阮修竹从未见过他这般难受的样子,可是也没有减轻痛苦的法子,只能跟着躺了下去,咬着牙将人搂进了怀里。

“王爷,王爷,你醒醒啊,我是阿竹,你最爱的阿竹......”

身后传来的温暖的拥抱,还有那带着撕心裂肺般的呼喊声。

脑海中的疼痛渐渐的消退了下去,谢清朗转过身看着气喘吁吁的阮修竹。

“你是谁?为何我会觉得你这般的熟悉?”

他下意识的伸手去擦阮修竹眼角的泪。

阮修竹依旧沉浸在震惊中,眸子撑的很大,“王爷,你不记得我了?”

谢清朗的眼神有些迷惑。

阮修竹像是疯了一般,去脱他的衣裳,可是甲胄冰冷坚硬,任凭他怎么使劲都扯不开,他颤抖着手往他腰间摸去,空空如也。

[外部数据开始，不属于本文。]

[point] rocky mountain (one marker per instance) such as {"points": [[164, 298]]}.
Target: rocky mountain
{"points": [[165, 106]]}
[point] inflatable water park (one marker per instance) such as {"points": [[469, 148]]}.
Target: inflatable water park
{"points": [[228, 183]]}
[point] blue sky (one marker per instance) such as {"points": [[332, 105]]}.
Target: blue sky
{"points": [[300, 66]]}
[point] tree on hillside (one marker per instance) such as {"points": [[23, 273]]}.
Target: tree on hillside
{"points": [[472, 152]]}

“香囊呢?我送你的香囊呢?香囊里有你买给我的泥人,有你临行前我给你亲手包的饺子,饺子里包了二十二个铜钱,你说过要贴身放着的。”

“玉珏呢?我送你的玉珏呢?”

他一边哭一边捶着谢清朗的胸膛。

谢清朗见他如此疯狂,心里像是坠了一块大石一般,难受的紧,他想将眼前的人狠狠的扣进怀里,好好怜惜一番。

可是这样的感觉却让他吓了一跳。

阮修竹拿着衣袖胡乱擦了下眼泪,衣袖原本就脏,沾了泪水后,在他的脸上留下一长串的痕迹。

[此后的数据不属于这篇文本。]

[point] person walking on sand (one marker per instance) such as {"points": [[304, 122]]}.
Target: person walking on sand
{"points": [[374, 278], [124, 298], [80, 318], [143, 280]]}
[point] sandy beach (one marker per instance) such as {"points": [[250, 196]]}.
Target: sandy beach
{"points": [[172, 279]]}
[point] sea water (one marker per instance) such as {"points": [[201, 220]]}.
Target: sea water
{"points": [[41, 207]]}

他慌乱的从内兜里掏出一个香囊,小心翼翼的将里面的东西拿出来。

那是一个泥人,虽然有些旧了,但是依稀可以看出那个泥人就是自己。

还有头发,用红绳系着。

“谢清朗,你说过会一辈子对我好的,你怎么可以忘了我?你怎么可以......”

阮修竹哭的不能自已。

他又想过谢清朗可能葬身于河底了,也有想过谢清朗可能身受重伤,正躲在哪个犄角旮旯里疗伤,可是他从未想过谢清朗居然会忘了他。

从前的种种恩爱,从前的种种欢好,他都不记得了吗?

阮修竹不信。

他猛地起身,踮着脚,双手捧着谢清朗的脸,然后狠狠的吻了上去。

他不信,至死都不会相信。

他的王爷会忘了他。

柔软的唇覆上来之后,谢清朗有些微的挣扎,但是阮修竹的手却紧紧的捧着他的脸不让他动,阮修竹吻的很激烈,他拼命的想要撬开谢清朗的牙。

可谢清朗却死死的咬紧牙关不让他得逞。

阮修竹试了很多次,终于放弃了,他掩面痛哭了起来,瘦削的被一抽一抽的。

他的王爷才不会这样的。

每一回只要他主动,王爷定会热情回应的。

谢清朗舔了舔嘴唇,刚才的吻熟悉而又让他怀念。

“夫君,你在干什么呢?”

一直没等到消息,元淳忍不住过来看看,没想到刚一到便看到眼前这一幕,她寒着一张脸,抽出腰间软鞭对着阮修竹就抽了过去。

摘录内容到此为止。